ArXiv parser

This is an example how to query and parse Arxiv for articles.

original taken from https://arxiv.org/help/api/examples/python_arXiv_parsing_example.txt

API is documented here http://arxiv.org/help/api/user-manual

Search parameters


In [ ]:
# to get latest publications
#search_query = 'astro-ph'

# or search for a specfic term
search_query = 'all:docker' 

sortBy = 'lastUpdatedDate' # can be relevance, lastUpdatedDate, submittedDate
sortOrder = 'descending'    # can be either ascending or descending

# retreive the first 5 results
start = 0                     
max_results = 10

The code


In [ ]:
import urllib
import feedparser
import pandas as pd

In [ ]:
# Base api query url. Probable no need to change
base_url = 'http://export.arxiv.org/api/query?';

fields = ('search_query','start','max_results', 'sortBy', 'sortOrder')
query = '&'.join([f + '=' + str(globals()[f]) for f in fields])

In [ ]:
# Opensearch metadata such as totalResults, startIndex, 
# and itemsPerPage live in the opensearch namespase.
# Some entry metadata lives in the arXiv namespace.
# This is a hack to expose both of these namespaces in
# feedparser v4.1
feedparser._FeedParserMixin.namespaces['http://a9.com/-/spec/opensearch/1.1/'] = 'opensearch'
feedparser._FeedParserMixin.namespaces['http://arxiv.org/schemas/atom'] = 'arxiv'

# perform a GET request using the base_url and query
response = urllib.urlopen(base_url+query).read()

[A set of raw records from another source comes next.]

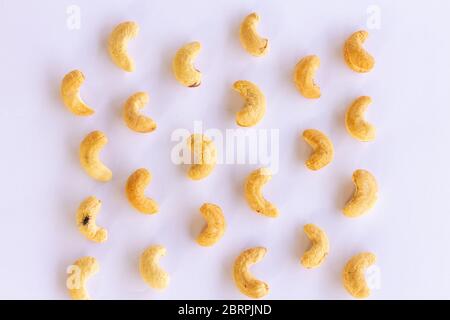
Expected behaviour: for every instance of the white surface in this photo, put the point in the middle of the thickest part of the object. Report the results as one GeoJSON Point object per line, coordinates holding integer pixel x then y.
{"type": "Point", "coordinates": [42, 182]}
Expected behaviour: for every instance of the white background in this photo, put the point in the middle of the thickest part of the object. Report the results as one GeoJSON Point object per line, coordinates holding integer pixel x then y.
{"type": "Point", "coordinates": [42, 182]}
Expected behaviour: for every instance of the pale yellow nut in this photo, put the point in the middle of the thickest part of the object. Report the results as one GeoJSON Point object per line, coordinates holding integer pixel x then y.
{"type": "Point", "coordinates": [355, 122]}
{"type": "Point", "coordinates": [183, 68]}
{"type": "Point", "coordinates": [323, 151]}
{"type": "Point", "coordinates": [250, 40]}
{"type": "Point", "coordinates": [215, 225]}
{"type": "Point", "coordinates": [245, 281]}
{"type": "Point", "coordinates": [70, 94]}
{"type": "Point", "coordinates": [118, 44]}
{"type": "Point", "coordinates": [253, 193]}
{"type": "Point", "coordinates": [353, 275]}
{"type": "Point", "coordinates": [255, 103]}
{"type": "Point", "coordinates": [90, 149]}
{"type": "Point", "coordinates": [86, 220]}
{"type": "Point", "coordinates": [356, 57]}
{"type": "Point", "coordinates": [316, 254]}
{"type": "Point", "coordinates": [304, 77]}
{"type": "Point", "coordinates": [82, 270]}
{"type": "Point", "coordinates": [150, 270]}
{"type": "Point", "coordinates": [365, 195]}
{"type": "Point", "coordinates": [135, 190]}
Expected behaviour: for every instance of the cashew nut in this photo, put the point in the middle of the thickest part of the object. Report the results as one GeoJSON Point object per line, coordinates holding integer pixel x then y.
{"type": "Point", "coordinates": [365, 194]}
{"type": "Point", "coordinates": [215, 225]}
{"type": "Point", "coordinates": [353, 274]}
{"type": "Point", "coordinates": [255, 103]}
{"type": "Point", "coordinates": [323, 151]}
{"type": "Point", "coordinates": [316, 254]}
{"type": "Point", "coordinates": [183, 68]}
{"type": "Point", "coordinates": [135, 191]}
{"type": "Point", "coordinates": [90, 148]}
{"type": "Point", "coordinates": [132, 117]}
{"type": "Point", "coordinates": [253, 193]}
{"type": "Point", "coordinates": [250, 40]}
{"type": "Point", "coordinates": [86, 216]}
{"type": "Point", "coordinates": [355, 123]}
{"type": "Point", "coordinates": [356, 57]}
{"type": "Point", "coordinates": [150, 271]}
{"type": "Point", "coordinates": [245, 281]}
{"type": "Point", "coordinates": [118, 43]}
{"type": "Point", "coordinates": [304, 77]}
{"type": "Point", "coordinates": [70, 93]}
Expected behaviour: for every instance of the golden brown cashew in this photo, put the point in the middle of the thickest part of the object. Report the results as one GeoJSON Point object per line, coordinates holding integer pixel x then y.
{"type": "Point", "coordinates": [255, 103]}
{"type": "Point", "coordinates": [132, 117]}
{"type": "Point", "coordinates": [215, 225]}
{"type": "Point", "coordinates": [135, 191]}
{"type": "Point", "coordinates": [86, 216]}
{"type": "Point", "coordinates": [355, 123]}
{"type": "Point", "coordinates": [253, 193]}
{"type": "Point", "coordinates": [70, 93]}
{"type": "Point", "coordinates": [319, 249]}
{"type": "Point", "coordinates": [150, 270]}
{"type": "Point", "coordinates": [245, 281]}
{"type": "Point", "coordinates": [356, 57]}
{"type": "Point", "coordinates": [365, 194]}
{"type": "Point", "coordinates": [118, 44]}
{"type": "Point", "coordinates": [183, 68]}
{"type": "Point", "coordinates": [304, 77]}
{"type": "Point", "coordinates": [323, 151]}
{"type": "Point", "coordinates": [250, 40]}
{"type": "Point", "coordinates": [353, 274]}
{"type": "Point", "coordinates": [90, 149]}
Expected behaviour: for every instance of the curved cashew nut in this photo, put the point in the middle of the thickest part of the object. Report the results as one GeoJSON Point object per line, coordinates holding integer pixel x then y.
{"type": "Point", "coordinates": [182, 65]}
{"type": "Point", "coordinates": [86, 216]}
{"type": "Point", "coordinates": [132, 117]}
{"type": "Point", "coordinates": [323, 151]}
{"type": "Point", "coordinates": [90, 149]}
{"type": "Point", "coordinates": [250, 40]}
{"type": "Point", "coordinates": [355, 123]}
{"type": "Point", "coordinates": [70, 93]}
{"type": "Point", "coordinates": [215, 227]}
{"type": "Point", "coordinates": [118, 44]}
{"type": "Point", "coordinates": [245, 281]}
{"type": "Point", "coordinates": [86, 267]}
{"type": "Point", "coordinates": [150, 271]}
{"type": "Point", "coordinates": [304, 76]}
{"type": "Point", "coordinates": [365, 194]}
{"type": "Point", "coordinates": [316, 254]}
{"type": "Point", "coordinates": [356, 57]}
{"type": "Point", "coordinates": [255, 103]}
{"type": "Point", "coordinates": [253, 193]}
{"type": "Point", "coordinates": [135, 190]}
{"type": "Point", "coordinates": [353, 274]}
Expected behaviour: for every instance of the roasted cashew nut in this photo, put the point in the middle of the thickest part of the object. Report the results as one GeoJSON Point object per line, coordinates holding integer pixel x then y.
{"type": "Point", "coordinates": [150, 270]}
{"type": "Point", "coordinates": [316, 254]}
{"type": "Point", "coordinates": [245, 281]}
{"type": "Point", "coordinates": [253, 193]}
{"type": "Point", "coordinates": [70, 94]}
{"type": "Point", "coordinates": [215, 225]}
{"type": "Point", "coordinates": [183, 68]}
{"type": "Point", "coordinates": [90, 149]}
{"type": "Point", "coordinates": [353, 274]}
{"type": "Point", "coordinates": [356, 57]}
{"type": "Point", "coordinates": [135, 190]}
{"type": "Point", "coordinates": [86, 220]}
{"type": "Point", "coordinates": [250, 40]}
{"type": "Point", "coordinates": [118, 44]}
{"type": "Point", "coordinates": [365, 194]}
{"type": "Point", "coordinates": [255, 103]}
{"type": "Point", "coordinates": [355, 122]}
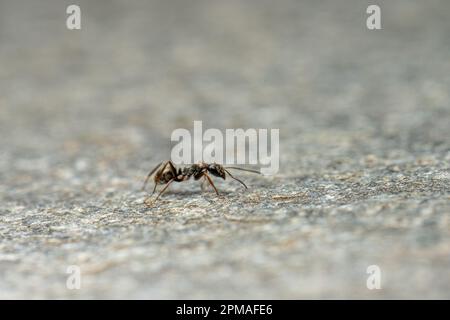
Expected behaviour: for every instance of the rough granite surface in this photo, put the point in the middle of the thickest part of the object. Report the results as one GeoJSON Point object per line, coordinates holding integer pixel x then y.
{"type": "Point", "coordinates": [364, 119]}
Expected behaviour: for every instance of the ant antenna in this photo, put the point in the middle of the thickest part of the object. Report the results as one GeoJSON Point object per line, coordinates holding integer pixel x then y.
{"type": "Point", "coordinates": [248, 170]}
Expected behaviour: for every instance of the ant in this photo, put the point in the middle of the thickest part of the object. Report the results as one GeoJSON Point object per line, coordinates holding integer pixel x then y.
{"type": "Point", "coordinates": [166, 173]}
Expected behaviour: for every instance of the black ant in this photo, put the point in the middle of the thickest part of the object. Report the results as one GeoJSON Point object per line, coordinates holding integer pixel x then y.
{"type": "Point", "coordinates": [166, 173]}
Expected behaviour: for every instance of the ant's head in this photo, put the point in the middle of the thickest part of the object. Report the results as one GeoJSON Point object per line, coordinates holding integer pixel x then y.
{"type": "Point", "coordinates": [216, 170]}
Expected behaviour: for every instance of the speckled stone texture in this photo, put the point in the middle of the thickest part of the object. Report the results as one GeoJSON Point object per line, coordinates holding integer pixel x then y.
{"type": "Point", "coordinates": [364, 119]}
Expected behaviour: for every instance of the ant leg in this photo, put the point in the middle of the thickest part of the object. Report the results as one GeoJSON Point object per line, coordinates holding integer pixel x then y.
{"type": "Point", "coordinates": [154, 189]}
{"type": "Point", "coordinates": [211, 183]}
{"type": "Point", "coordinates": [164, 189]}
{"type": "Point", "coordinates": [150, 174]}
{"type": "Point", "coordinates": [235, 178]}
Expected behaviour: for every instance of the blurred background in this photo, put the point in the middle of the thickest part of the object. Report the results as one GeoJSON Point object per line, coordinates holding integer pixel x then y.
{"type": "Point", "coordinates": [364, 121]}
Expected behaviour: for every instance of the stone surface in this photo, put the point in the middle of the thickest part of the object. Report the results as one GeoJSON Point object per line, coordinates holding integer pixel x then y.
{"type": "Point", "coordinates": [365, 149]}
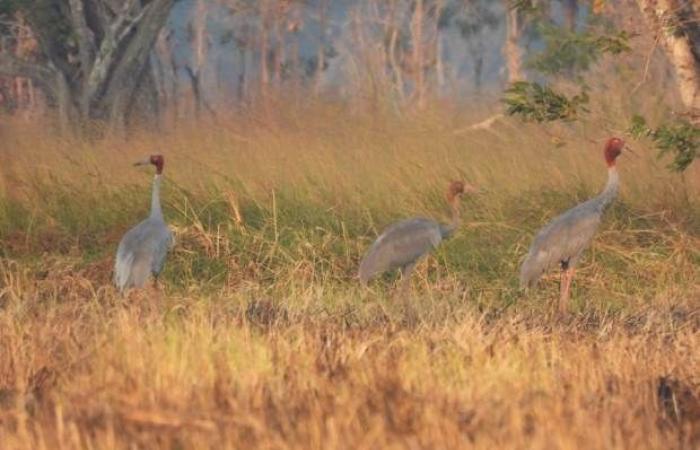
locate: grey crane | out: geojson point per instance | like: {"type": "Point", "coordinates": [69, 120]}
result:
{"type": "Point", "coordinates": [402, 244]}
{"type": "Point", "coordinates": [563, 240]}
{"type": "Point", "coordinates": [143, 248]}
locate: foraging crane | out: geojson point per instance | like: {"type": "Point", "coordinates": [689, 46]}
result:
{"type": "Point", "coordinates": [405, 242]}
{"type": "Point", "coordinates": [143, 248]}
{"type": "Point", "coordinates": [563, 239]}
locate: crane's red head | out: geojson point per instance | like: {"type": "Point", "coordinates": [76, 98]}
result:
{"type": "Point", "coordinates": [457, 188]}
{"type": "Point", "coordinates": [613, 148]}
{"type": "Point", "coordinates": [156, 160]}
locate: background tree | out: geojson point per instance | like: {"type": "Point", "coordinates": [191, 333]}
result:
{"type": "Point", "coordinates": [94, 56]}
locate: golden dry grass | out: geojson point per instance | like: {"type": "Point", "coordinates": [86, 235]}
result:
{"type": "Point", "coordinates": [261, 337]}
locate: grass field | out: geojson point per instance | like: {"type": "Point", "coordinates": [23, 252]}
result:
{"type": "Point", "coordinates": [261, 336]}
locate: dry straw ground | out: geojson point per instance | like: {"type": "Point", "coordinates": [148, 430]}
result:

# parse the response using feedparser
feed = feedparser.parse(response)

In [ ]:
# print out feed information
print 'Feed title: %s' % feed.feed.title
print 'Feed last updated: %s' % feed.feed.updated

In [ ]:
# print opensearch metadata
print 'totalResults for this query: %s' % feed.feed.opensearch_totalresults
print 'itemsPerPage for this query: %s' % feed.feed.opensearch_itemsperpage
print 'startIndex for this query: %s'   % feed.feed.opensearch_startindex

In [ ]:
rows = []

In [ ]:
# Run through each entry, and print out information
for entry in feed.entries:
    row = {}
    row['arxiv-id'] = entry.id.split('/abs/')[-1]
    row['Published'] = entry.published
    row['Title'] = entry.title
    
    row['Last Author'] = entry.author
                                             
    if 'arxiv_affiliation' in entry:
         row['Last Author'] += ' (%s)' % entry.arxiv_affiliation                            
    
    row['Authors'] = ', '.join(author.get('name', '?') for author in entry.get('authors', []))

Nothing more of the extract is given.